The chalice-shaped ovary with its receptacle represents a hammer or the Holy Grail
The 3 stigmas represent the 3 nails and the 5 anthers below them the 5 wounds (four by the nails and one by the lance).
The blue and white colors of many species’ flowers represent Heaven and Purity.
The flower has been given names related to this symbolism throughout Europe since that time. In Spain, it is known as espina de Cristo (“Christ’s thorn”). Older Germanic names include Christus-Krone (“Christ’s crown”), Christus-Strauss (“Christ’s bouquet”), Dorn-Krone (“crown of thorns”), Jesus-Lijden (“Jesus’ passion”), Marter (“passion”) or Muttergottes-Stern (“Mother of God’s star”).

Outside the Christian heartland, the regularly shaped flowers have reminded people of the face of a clock. In Israel they are known as “clock-flower” (שעונית) and in Greece as “clock plant” (ρολογιά); in Japan too, they are known as tokeisō (時計草, “clock plant”). In Hawaiian, they are called lilikoʻi; lī is a string used for tying fabric together, such as a shoelace, and liko means “to spring forth leaves”.

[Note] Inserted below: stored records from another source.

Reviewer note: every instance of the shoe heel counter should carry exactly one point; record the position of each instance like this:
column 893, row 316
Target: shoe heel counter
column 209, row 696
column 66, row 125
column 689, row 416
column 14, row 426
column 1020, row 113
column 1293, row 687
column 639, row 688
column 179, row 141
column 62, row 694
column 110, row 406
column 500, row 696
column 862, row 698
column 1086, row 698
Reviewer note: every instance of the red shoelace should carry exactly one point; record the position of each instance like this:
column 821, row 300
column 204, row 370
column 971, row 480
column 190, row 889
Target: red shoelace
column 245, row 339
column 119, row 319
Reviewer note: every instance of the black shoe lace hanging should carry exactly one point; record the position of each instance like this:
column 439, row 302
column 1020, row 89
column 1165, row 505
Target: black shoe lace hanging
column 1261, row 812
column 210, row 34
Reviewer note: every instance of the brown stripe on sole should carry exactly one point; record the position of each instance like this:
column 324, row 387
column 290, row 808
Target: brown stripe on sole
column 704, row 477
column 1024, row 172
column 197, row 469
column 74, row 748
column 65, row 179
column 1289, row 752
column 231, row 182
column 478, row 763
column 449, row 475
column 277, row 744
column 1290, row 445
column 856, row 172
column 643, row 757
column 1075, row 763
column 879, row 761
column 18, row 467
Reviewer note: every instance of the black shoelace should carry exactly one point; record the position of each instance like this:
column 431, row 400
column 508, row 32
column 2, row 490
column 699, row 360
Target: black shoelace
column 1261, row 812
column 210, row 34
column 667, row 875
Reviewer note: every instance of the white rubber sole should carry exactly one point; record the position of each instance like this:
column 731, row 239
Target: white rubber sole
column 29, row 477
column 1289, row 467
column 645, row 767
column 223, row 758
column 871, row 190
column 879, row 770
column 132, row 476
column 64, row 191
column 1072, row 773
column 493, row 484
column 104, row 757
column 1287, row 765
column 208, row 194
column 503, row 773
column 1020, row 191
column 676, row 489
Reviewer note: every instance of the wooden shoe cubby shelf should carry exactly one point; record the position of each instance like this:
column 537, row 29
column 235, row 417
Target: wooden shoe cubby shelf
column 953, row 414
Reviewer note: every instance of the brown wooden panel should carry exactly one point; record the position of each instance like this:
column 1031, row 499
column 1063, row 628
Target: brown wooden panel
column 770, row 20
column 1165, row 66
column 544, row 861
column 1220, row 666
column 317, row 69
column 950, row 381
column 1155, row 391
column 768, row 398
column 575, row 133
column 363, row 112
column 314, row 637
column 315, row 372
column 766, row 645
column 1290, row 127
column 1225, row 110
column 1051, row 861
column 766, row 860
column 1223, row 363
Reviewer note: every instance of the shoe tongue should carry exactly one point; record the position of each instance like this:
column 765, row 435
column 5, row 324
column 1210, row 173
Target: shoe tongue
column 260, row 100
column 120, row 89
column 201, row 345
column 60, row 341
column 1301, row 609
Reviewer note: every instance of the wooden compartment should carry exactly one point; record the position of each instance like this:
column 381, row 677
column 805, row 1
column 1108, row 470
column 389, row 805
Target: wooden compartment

In India, blue passionflowers are called Krishnakamala in Karnataka and Maharashtra, while in Uttar Pradesh and generally north it is colloquially called “Paanch Paandav”. The flower’s structure lends itself to the interpretation along the lines of five Pandavas, the Divine Krishna at centre, and the opposing hundred at the edges. The colour blue is moreover associated with Krishna as colour of his aura.

Passiflora ‘Soi Fah’ aka Krishnakamala in India
In northern Peru and Bolivia, the banana passionfruits are known as tumbos. This is one possible source of the name of the Tumbes region of Peru.

In Turkey shape of the flowers have reminded people of Rota Fortunae thus it called Çarkıfelek.”